Imposible resistirse a lo inevitable. No hay más garantía para culminar las diversas temporadas de este 2020 –y presumiblemente del primer semestre de 2021– que las burbujas.

Ese modelo de deporte in vitro que consolidara la NBA mega aislada en Orlando, es el único camino a salvo de riesgos. Así le ha funcionado también a la NHL en su burbuja canadiense, lo mismo a la Champions League futbolera en Lisboa y ahora a las Grandes Ligas mudadas a sedes fijas desde la postemporada.

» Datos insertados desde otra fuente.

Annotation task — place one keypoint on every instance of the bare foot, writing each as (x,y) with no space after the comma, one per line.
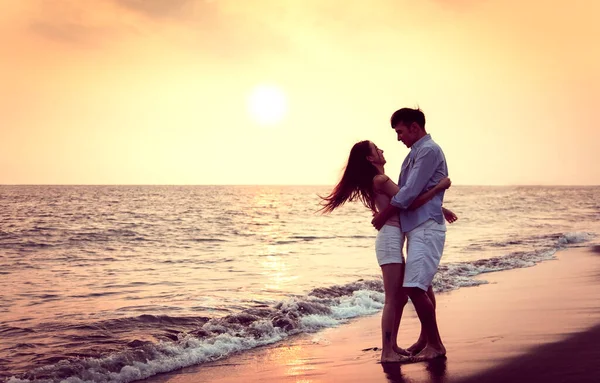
(417,347)
(401,351)
(392,358)
(429,353)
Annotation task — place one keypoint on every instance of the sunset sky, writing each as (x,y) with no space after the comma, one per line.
(157,91)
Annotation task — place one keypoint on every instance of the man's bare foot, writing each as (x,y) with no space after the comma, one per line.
(417,347)
(429,353)
(401,351)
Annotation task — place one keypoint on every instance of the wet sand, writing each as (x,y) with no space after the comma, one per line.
(535,324)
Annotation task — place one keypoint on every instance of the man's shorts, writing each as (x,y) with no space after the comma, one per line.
(424,248)
(388,245)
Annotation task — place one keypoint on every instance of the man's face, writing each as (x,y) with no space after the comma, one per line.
(407,134)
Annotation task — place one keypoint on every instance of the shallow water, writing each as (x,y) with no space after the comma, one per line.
(116,283)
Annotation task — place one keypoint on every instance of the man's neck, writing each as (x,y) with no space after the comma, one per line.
(420,137)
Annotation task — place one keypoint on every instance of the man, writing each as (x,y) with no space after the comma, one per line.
(424,227)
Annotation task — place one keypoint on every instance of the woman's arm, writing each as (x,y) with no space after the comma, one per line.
(384,184)
(449,215)
(423,198)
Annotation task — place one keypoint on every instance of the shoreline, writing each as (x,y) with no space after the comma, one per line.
(539,323)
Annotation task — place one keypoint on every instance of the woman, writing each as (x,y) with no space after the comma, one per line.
(364,179)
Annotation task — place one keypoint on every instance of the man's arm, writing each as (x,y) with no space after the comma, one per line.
(422,199)
(423,169)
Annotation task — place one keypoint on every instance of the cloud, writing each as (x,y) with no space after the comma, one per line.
(160,8)
(66,32)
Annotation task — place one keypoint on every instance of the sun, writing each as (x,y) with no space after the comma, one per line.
(267,105)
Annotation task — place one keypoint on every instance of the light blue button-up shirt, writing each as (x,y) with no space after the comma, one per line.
(423,168)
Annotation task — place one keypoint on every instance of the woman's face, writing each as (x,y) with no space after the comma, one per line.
(376,157)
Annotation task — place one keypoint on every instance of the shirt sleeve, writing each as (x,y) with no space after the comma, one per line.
(420,174)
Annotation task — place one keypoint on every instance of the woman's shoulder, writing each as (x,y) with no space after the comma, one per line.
(379,180)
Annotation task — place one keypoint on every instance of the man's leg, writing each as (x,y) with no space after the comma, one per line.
(426,312)
(422,341)
(424,250)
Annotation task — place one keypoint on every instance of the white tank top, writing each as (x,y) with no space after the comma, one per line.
(381,202)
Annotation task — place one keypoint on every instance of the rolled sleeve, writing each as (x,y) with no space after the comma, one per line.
(426,161)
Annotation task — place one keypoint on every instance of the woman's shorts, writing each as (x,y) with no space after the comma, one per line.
(388,245)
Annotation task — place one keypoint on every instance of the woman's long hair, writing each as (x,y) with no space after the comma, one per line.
(357,181)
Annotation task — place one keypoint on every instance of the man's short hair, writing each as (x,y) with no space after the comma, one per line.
(407,116)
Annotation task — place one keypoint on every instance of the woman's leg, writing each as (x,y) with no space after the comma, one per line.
(393,274)
(401,300)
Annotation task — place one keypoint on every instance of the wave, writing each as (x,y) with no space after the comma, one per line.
(199,340)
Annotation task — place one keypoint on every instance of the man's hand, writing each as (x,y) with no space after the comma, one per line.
(378,220)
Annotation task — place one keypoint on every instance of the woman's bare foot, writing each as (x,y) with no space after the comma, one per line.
(401,351)
(429,353)
(392,357)
(417,347)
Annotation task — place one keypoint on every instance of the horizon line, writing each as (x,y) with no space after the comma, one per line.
(328,185)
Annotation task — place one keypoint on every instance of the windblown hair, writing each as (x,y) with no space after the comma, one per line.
(407,116)
(357,181)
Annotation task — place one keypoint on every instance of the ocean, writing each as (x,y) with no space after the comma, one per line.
(120,283)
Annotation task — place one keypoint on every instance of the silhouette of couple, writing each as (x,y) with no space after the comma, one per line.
(410,211)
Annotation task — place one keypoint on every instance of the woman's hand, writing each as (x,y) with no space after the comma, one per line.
(444,183)
(449,215)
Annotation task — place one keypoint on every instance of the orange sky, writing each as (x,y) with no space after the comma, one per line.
(155,91)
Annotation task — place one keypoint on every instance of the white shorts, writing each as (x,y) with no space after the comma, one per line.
(388,245)
(424,248)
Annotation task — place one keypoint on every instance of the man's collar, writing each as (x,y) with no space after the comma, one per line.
(421,141)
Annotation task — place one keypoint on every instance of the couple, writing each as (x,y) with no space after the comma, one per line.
(410,211)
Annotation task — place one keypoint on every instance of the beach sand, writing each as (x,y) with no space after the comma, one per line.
(535,324)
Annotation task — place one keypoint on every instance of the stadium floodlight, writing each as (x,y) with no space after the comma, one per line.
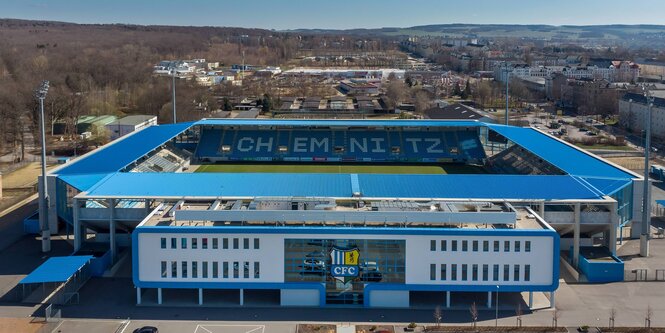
(40,94)
(173,74)
(646,200)
(507,72)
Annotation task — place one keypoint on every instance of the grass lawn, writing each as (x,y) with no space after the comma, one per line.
(331,168)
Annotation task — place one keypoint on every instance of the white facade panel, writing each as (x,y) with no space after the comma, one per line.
(389,298)
(300,297)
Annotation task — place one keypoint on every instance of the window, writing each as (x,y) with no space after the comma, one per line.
(516,273)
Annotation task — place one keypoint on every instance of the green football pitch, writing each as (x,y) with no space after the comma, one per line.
(339,168)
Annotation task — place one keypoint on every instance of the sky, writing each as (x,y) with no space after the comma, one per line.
(337,14)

Por tomar el ejemplo del beisbol, hasta antes de separar a sus peloteros del mundo y controlar cada uno de sus movimientos tanto en la burbuja en California como en la constituida en Texas, los casos positivos fueron habituales. Tiempos en los que iban y venían de casa, tenían vida social, decidían cuánto se cuidaban o desprotegían (el brote de un equipo, por ejemplo, se relacionó con su irresponsable visita a un casino; en otro caso, a una salida nocturna saltando de bar en bar).

En ese punto se encuentra de momento la NFL, a cada semana reportando que las instalaciones de un equipo diferente han sido cerradas por pruebas positivas. O la recién iniciada Champions League, con el club ucraniano Shakhtar Donetsk desprovisto de once elementos por covid-19 para su cotejo debut ante Real Madrid, lo mismo el Bayern sin disponer de Serge Gnabry y la Juventus de Cristiano Ronaldo. O la Liga Mx que, por su volumen de contagios, pareciera estarse adelantando al país en la generación de la llamada inmunidad de rebaño: la cifra de quienes han dado pruebas positivas resulta enorme.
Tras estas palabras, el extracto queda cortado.